Don't misunderstand me. Because of the dearth of critical and enlightening commentary on BET, my program became an oasis for viewers thirsty for uplifting and challenging information. My status rose exponentially at BET. I became a household name in Black America and the go-to guy when politicians, actors and movie directors, and Black leaders needed to touch base with Black audiences. The position helped me develop a strong and mutually trustworthy relationship with then President Bill Clinton and other folks of national and international renown. I conducted interviews with everyone from Fidel Castro to Pope John Paul II. In fact, it was a rare and coveted interview that motivated Johnson's decision to fire me.

America's Most Wanted

Sara Jane Olson—formerly known as Kathleen Ann Soliah, a member of the Symbionese Liberation Army (SLA)—had been a fugitive for 23 years. She and several other SLA members were accused of trying to blow up two Los Angeles police cars. Soliah went underground, changed her name, married a doctor, and settled down in the suburbs of St. Paul, Minnesota, where she raised three daughters and became an active and involved community member. After her arrest in 1999 following a routine traffic stop, reporters were clawing each other's backs for an exclusive interview with her. Katie Couric, Diane Sawyer, Barbara Walters, Dan Rather, Peter Jennings, Larry King—everybody was chasing the story.

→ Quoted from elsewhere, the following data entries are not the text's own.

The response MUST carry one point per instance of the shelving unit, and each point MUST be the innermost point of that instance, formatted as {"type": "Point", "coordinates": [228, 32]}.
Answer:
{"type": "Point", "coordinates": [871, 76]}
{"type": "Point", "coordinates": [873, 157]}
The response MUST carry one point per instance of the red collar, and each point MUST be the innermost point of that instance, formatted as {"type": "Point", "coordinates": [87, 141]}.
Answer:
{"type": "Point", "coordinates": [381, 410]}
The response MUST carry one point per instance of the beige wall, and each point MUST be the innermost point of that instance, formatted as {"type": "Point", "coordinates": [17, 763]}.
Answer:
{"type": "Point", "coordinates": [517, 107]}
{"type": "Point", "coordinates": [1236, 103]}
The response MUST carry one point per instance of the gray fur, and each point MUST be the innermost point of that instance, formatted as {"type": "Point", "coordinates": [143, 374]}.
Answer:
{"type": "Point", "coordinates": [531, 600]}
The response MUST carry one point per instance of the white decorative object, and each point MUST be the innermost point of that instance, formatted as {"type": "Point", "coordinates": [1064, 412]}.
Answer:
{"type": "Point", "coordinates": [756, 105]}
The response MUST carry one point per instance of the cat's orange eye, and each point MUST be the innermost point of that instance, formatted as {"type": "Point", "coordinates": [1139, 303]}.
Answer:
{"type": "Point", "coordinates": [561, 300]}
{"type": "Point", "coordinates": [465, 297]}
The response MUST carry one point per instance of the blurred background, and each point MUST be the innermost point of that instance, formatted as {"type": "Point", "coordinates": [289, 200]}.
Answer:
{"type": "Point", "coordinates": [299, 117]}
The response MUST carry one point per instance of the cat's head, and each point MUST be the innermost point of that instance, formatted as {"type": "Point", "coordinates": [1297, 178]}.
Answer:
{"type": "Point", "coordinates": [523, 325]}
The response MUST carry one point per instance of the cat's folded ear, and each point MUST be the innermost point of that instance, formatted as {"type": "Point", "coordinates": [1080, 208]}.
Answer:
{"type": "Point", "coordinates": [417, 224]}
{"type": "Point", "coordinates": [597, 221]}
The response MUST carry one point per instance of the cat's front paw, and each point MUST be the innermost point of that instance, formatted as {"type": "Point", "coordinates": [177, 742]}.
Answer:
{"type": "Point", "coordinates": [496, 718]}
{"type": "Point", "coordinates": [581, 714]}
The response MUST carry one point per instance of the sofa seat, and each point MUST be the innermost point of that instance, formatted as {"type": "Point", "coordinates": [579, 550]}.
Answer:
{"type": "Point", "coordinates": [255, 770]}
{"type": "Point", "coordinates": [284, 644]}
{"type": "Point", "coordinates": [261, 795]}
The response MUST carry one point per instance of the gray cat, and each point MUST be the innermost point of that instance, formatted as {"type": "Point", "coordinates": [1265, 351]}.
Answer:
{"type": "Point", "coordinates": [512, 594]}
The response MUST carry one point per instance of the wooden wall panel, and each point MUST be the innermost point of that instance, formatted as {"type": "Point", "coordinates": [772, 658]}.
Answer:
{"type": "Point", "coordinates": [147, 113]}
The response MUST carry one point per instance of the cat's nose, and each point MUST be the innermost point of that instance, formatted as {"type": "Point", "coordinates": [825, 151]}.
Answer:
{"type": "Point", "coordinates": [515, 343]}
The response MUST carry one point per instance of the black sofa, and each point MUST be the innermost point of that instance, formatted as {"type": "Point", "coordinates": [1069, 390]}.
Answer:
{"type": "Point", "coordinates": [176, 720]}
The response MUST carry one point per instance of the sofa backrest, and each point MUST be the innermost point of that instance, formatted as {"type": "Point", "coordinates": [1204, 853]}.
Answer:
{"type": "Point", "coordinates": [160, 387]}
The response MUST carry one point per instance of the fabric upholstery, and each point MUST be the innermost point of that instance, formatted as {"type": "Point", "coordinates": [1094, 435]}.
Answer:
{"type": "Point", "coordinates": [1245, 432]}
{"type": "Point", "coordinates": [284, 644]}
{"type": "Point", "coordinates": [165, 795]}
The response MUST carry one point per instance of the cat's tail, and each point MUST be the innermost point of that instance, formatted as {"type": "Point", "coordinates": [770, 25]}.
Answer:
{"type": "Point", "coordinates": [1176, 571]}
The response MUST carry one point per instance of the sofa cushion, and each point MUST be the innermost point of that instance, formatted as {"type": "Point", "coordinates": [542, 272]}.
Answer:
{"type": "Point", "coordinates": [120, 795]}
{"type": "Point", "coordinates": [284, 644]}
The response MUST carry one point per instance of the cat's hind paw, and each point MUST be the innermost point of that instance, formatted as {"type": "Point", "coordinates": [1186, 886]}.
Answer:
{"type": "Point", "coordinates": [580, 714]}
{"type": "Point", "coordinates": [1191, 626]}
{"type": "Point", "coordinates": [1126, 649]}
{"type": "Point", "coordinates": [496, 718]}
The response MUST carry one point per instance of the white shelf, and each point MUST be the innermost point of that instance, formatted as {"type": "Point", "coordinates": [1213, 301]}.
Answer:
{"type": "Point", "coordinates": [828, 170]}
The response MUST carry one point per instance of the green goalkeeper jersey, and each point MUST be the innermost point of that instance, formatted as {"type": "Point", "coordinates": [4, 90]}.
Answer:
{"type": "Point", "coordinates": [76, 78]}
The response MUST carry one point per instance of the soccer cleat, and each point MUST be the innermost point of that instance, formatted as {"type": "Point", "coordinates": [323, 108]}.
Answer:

Now, I'm not so full of myself that I believe Olson surveyed the media requests and picked me because, in her mind, I was the best interviewer. A number of factors played into her decision. First, her trial was scheduled to be held in Los Angeles, in the same courthouse where O.J. Simpson was tried. More than likely, Olson realized, she would probably have a significant number of African Americans on her jury. Second, her attorney, Shawn Chapman Holley, was a friend of mine. Third, and probably most importantly, Olson's daughters—like a whole lot of white kids in the country—watched BET every day. The girls were fans of my show. According to Chapman Holley, they were the ones who told their mom about this guy by the name of Tavis Smiley “who is really, really good. You should consider talking to him.”

I really hadn't been following the story, so I was unimpressed when Chapman Holley offered the interview to me. Finally, she asked me: “Do you know who this woman is, Tavis? Everybody and their mama is chasing this story, and she wants to talk to you.”